Employee Free Time
There are ‘N’ Problem Setters in Coding Ninjas, Each of them has a unique id between 0 to N-1. A Problem Setter works in multiple non-overlapping time intervals during a day.
Formally, A Problem Setter having id ‘i’ works in ‘Ki’ non-overlapping intervals of the form [T1, T2], [T3, T4] ... [T(2ki-2), T(2ki-1)], where Ti is in between [0, 10^8] and Ti <= T(i+1). A day in Coding ninjas start from time 0 and end at time 10^8 (both inclusive).

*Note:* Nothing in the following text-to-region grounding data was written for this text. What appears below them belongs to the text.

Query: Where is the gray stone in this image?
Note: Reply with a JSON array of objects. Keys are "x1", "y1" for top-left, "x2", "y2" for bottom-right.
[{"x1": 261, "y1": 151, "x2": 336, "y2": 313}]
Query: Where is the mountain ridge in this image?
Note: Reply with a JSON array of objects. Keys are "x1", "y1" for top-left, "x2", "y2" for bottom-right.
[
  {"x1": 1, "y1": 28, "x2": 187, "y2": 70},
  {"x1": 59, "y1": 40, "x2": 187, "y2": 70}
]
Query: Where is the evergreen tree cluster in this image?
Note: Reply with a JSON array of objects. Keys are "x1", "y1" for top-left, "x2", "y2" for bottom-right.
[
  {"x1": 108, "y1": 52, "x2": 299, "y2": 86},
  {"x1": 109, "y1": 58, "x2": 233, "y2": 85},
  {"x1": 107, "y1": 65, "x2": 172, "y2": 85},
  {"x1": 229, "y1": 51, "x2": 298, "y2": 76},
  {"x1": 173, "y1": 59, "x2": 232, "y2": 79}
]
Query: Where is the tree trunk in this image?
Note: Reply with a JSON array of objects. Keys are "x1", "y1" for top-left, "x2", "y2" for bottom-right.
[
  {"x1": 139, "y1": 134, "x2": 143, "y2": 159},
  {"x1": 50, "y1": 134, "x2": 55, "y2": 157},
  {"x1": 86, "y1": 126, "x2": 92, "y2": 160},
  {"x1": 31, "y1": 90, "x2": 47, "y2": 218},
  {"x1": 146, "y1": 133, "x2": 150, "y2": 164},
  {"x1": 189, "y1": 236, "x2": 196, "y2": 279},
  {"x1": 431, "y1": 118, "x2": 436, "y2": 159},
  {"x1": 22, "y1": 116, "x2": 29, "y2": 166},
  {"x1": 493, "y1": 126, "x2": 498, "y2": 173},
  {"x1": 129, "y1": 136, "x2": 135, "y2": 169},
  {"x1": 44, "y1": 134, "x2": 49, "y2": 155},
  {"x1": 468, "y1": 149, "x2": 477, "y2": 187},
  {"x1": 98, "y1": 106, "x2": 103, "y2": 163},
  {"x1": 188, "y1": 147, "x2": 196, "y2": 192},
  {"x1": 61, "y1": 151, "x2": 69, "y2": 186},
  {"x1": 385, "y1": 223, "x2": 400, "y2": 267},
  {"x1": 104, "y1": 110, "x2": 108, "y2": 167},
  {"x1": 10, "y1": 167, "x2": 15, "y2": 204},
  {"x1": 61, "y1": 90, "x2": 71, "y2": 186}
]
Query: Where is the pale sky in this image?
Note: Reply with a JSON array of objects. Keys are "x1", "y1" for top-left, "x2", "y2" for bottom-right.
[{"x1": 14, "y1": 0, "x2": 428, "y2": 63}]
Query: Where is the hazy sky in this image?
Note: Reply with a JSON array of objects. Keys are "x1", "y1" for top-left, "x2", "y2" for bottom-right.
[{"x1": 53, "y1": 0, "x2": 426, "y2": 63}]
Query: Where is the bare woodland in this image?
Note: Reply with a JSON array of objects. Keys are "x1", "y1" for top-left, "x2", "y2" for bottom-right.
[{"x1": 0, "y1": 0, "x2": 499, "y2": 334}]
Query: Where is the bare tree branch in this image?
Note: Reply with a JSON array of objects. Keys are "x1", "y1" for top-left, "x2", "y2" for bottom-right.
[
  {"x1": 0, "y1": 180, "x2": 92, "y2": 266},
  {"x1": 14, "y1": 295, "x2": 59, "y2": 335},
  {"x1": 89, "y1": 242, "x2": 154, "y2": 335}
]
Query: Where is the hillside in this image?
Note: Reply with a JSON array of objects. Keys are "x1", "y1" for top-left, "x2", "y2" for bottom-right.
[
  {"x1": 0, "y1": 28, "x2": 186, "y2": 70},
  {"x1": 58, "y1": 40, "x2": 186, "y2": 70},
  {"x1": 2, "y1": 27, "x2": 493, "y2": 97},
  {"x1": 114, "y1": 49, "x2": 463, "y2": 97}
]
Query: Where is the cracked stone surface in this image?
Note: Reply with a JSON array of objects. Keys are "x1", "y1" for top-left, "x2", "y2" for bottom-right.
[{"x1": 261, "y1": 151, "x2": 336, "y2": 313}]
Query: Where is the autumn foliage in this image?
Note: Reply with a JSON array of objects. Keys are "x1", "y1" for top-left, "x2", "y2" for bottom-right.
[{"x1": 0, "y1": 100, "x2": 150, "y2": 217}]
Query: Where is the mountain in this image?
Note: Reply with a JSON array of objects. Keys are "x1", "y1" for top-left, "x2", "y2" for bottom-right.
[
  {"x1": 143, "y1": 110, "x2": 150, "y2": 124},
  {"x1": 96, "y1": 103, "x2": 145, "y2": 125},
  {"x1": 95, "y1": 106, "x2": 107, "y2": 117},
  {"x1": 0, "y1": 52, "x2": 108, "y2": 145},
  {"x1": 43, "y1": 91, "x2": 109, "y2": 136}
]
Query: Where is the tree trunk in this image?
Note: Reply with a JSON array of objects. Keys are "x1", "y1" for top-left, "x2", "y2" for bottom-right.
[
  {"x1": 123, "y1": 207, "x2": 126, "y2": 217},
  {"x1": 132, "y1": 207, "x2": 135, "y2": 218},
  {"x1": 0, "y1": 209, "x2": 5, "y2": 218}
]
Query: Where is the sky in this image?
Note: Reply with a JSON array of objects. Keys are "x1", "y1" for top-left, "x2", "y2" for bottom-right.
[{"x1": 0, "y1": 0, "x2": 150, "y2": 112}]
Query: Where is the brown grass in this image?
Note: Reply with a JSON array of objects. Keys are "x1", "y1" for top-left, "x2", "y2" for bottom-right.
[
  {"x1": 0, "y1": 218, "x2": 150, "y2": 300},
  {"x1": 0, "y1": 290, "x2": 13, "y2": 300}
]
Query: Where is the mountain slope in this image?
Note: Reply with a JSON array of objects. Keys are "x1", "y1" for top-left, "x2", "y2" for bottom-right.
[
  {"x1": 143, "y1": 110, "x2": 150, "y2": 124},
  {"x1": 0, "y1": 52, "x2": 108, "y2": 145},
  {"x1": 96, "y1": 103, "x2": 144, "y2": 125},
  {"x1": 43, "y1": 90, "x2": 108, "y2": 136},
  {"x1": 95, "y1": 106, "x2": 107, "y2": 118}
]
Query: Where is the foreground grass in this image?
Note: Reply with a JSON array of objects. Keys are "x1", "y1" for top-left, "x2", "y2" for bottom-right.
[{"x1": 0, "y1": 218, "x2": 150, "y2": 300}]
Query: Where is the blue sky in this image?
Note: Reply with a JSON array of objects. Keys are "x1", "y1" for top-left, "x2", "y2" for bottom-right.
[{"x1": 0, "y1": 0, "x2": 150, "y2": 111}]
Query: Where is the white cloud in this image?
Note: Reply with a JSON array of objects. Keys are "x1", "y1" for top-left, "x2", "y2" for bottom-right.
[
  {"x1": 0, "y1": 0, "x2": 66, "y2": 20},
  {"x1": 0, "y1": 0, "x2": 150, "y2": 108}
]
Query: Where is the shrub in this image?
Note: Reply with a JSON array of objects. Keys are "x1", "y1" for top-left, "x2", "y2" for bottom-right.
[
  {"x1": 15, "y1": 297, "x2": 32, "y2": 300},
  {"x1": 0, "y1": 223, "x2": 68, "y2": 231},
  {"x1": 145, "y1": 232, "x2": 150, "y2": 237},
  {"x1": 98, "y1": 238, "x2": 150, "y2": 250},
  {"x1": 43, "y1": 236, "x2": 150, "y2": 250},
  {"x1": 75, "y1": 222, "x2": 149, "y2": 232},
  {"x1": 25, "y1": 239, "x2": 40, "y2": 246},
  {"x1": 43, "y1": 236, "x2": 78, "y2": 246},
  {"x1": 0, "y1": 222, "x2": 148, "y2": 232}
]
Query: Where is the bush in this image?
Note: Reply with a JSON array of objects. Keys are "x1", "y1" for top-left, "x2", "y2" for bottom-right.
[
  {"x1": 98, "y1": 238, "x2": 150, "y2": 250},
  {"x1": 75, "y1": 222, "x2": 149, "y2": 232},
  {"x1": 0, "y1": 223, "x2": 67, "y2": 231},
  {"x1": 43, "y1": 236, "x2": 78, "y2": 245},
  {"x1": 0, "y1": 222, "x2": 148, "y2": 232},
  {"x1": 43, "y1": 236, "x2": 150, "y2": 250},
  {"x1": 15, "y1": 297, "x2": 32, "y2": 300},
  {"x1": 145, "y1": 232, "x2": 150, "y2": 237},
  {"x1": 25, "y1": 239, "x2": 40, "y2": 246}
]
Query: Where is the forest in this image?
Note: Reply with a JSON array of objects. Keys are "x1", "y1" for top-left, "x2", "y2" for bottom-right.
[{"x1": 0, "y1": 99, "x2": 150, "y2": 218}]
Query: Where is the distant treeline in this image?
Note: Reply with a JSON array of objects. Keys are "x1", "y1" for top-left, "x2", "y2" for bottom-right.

You are given ‘N’ sorted lists of non-overlapping intervals, where the ith list gives a schedule (list of intervals in which the problem setter works) of a Problem Setter having id ‘i’. Your task is to find a sorted list of non-overlapping intervals in which all problem setters are free. If there are multiple possible such lists, output the list which is minimum in length.
Note :
1. In sorted order interval [T1, T2] comes before [T3, T4] if either T1 < T3, or (T1 == T3 and T2 < T4).
2. An interval [T1, T2] represents, time T1, T1+1, T1+2, ... T2, i.e all integers between T1, T2 both T1 and T2 inclusive.
3. For simplicity, we represent the list of intervals in a 1D array where every two numbers show an interval, i.e list [1, 3, 5, 7, 9, 11] represent intervals [1, 3], [5, 7] and [9, 11]
4. It is guaranteed that there will be at least one interval where all problem setters are free.
Example :
Let suppose there are 3 problem setters, their working intervals are represented by the following list of lists, ‘Schedules’: [[1, 2, 5, 6], [1,2], [5, 10]], where the ith interval of a setter is represented by 2*i and (2*i+1)th integer in their respective list, I.e. Problem Setter with an id 0, works in the intervals [1, 2], [5, 6]. Problem Setter with an id 1, work in the interval [1,2]. Problem Setter with id 2, works in the interval [5, 10],
In this example, the time intervals where setter 0 is free are [0, 0], [3, 4], [7, 10^8]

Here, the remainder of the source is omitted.